As cheias do começo do ano comprometeram o pavimento e abriram uma cratera na Rua de Joaquim Pinto de Lima, em Santa Maria da Feira, levando ao bloqueio da via na zona da ponte. Passados seis meses, moradores dizem que os estragos pioraram e afirmam temer pela segurança, enquanto a Câmara garante que o concurso para a obra já está em andamento.
Cratera e danos na ponte após as cheias
O trecho hoje silencioso contrasta com a apreensão de quem vive ali. Desde as cheias do início do ano, a circulação permanece interrompida por conta dos danos na ponte e pelo surgimento de uma cratera que, segundo os residentes, continua crescendo.
Mara Silva revive o que aconteceu nos dias de maior chuva. "Isto foi entre fins de janeiro, inícios de fevereiro", lembra. De acordo com a moradora, "a casa da vizinha ficou alagada com mais de um metro de altura e, após isso, começaram a aparecer aquelas fissuras nestes arruamentos laterais e na ponte".
Desde esse período, acrescenta, a deterioração ficou cada vez mais visível. O marido, Eurico Neves, afirma que o buraco não parou de aumentar. "De abril para cá, posso-lhe dizer que o buraco aumentou para o dobro", relata, dizendo ainda que "todo o piso envolvente já está também a dar sinais de ceder".
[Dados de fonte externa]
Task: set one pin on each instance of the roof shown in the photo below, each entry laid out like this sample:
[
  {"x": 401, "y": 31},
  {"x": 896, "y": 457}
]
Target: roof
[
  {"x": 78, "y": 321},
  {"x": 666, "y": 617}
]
Para o casal, a preocupação não se limita aos transtornos do corte da estrada. "O nosso receio é que este muro lateral possa cair, que aquele buraco possa aumentar e pode passar uma criança e cair", desabafa o morador, apontando para os muros de sustentação junto à linha de água.
Sem acesso às casas
Com a via fechada, a circulação na área residencial também mudou. Muitos motoristas entram na rua sem perceber a interrupção e acabam tendo de dar a volta. "Todos os dias entram aqui viaturas", diz Eurico Neves, defendendo que o aumento do tráfego e das manobras no local ajuda a acelerar o desgaste do pavimento.
Os moradores também relatam que há condutores que ignoram a sinalização, o que complica a passagem e, em alguns momentos, chega a impedir o acesso às casas.
Apesar de afirmarem ter procurado as autoridades, o casal diz que a solução definitiva segue demorando. Mara Silva critica o tipo de intervenção que tem sido feito. "Vêm, identificam, acrescentam mais um metro, menos um metro, põem fitas, mas resolver o problema, não."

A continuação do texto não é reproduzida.